Valve admits Counter-Strike 2’s launch was “bumpy” but promise a bright future

Carver Fisher
CS2 devs promise bright future despite bumpy launch

Counter-Strike 2’s launch has been met with a number of bugs, glitches, inconsistencies, and missing features from its over decade-old predecessor. Valve has admitted that CS2’s had its fair share of launch issues, but they promise that the game will quickly be fixed.

The hype for Counter-Strike 2 quickly turned to disappointment for many players. With CS:GO being phased out almost overnight in favor of its sequel, players were stuck with CS2 whether they liked it or not.

With the game replacing CS:GO’s Steam listing entirely (and adopting over a decade worth of positive reviews in the process), Counter-Strike 2 was very quickly forced onto players. This wouldn’t be a huge issue if the game wasn’t plagued by issues.

Valve have addressed Counter-Strike 2’s “bumpy” launch in an interview with PC Gamer, and, while the devs ultimately feel as if CS2’s launch has been an “overwhelming success”, they aren’t blind to the fact that work still needs to be done to get the game where they want it to be.

Counter-Strike 2 devs address launch criticism

Counter-Strike 2’s limited test run sparked a ton of excitement amongst players. Getting the opportunity to watch their favorite streamer play (or hop in themselves if they were lucky enough to get access) generated a ton of buzz around CS2 seeming to be an improved version of CSGO with a shiny new coat of paint, some mild mechanical changes, and a hyped-up sub-tick system.

However, the reality has been a bit more grim than that. People have found a lot of bugs and other oddities in the final game.

While players have surely had fun discovering new ways to break CS2, the game’s competitive integrity has been brought into question as a result of issues like these. And, on top of that, even normal gameplay wasn’t working properly. The bizarre and now-infamous Michael Jackson bug aside, players have found all sorts of ways to twist their bodies and make themselves harder to shoot.

On top of all this, hit registration has also been shown to be a bit shoddy at times, in part due to an issue with players’ hitboxes not lining up with their character model in certain circumstances.

In an interview with PC Gamer, Valve addressed both hit registration issues and whether or not sub-tick is affecting how often shots land.

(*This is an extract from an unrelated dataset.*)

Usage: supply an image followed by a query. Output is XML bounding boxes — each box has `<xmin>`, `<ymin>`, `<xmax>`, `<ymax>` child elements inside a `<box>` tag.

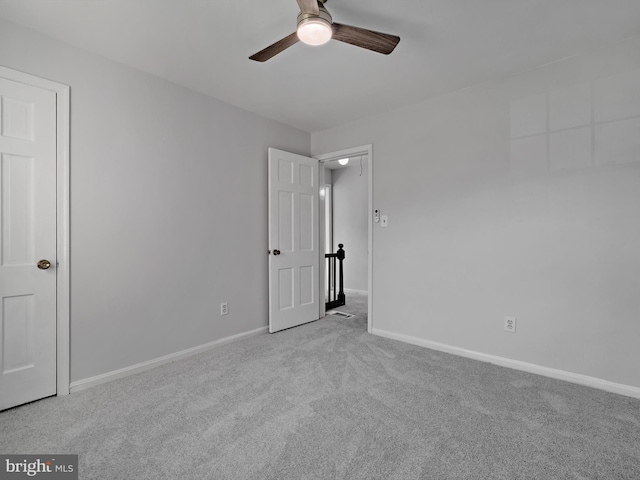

“For the most part [sub-tick] works as intended, but as we rolled out the feature to more and more people we got feedback, like those clips, about systems that weren’t reaching their goals. The CS community is understandably focused on both differences and bugs that affect their experience, and we’re working hard to address them.”

Additionally, Valve claims that the hitbox bug that was affecting players’ ability to land shots have been fixed, saying that clips of issues like the one above helped them find the problem: “Bugs like that are unfortunate but detailed community feedback is incredibly helpful.”

Despite the title having a good many bugs still plaguing players, the devs view CS2’s launch as a massive success, with them not regretting the decision to release the game to the masses when they did despite its issues.

“We know there’s a conversation about whether the Limited Test should have been longer,” the dev admitted. “For sure, there are some features that would have been included in CS2 at launch if we had a longer beta. But over time, it’s not clear what the priorities should be when you have an ever-shrinking and self-selecting subset of the community participating. And without everyone playing the same game, we couldn’t make much progress on the most critical systems like networking, performance, and core gameplay. Since we’ve launched, we’ve been getting feedback about new bugs, behaviors, and issues from players at every level, from casual players on older hardware to the pros.”

counter-strike 2 vending machine

They continued, “Launching the game has massively accelerated the pace of improving CS2, so we think that launching when we did was the right time, even if the landing was (and still is) bumpy. Ultimately, this is the fastest way to get CS2 to where we all want it to be one or five or ten years from now.”

That said, with some pros like s1mple voicing their distaste for the direction CS2 has taken, it remains to be seen if Valve’s bold approach to using a large player base as a testing ground to rapidly improve the game will have ultimately paid off.

For now, though, the devs termed the title’s launch an “overwhelming success” and are excited for the future. With the same interview having the devs tease new weapons on the horizon, they clearly have plans to iterate and mold CS2 into a game that’s inarguably better than its predecessor.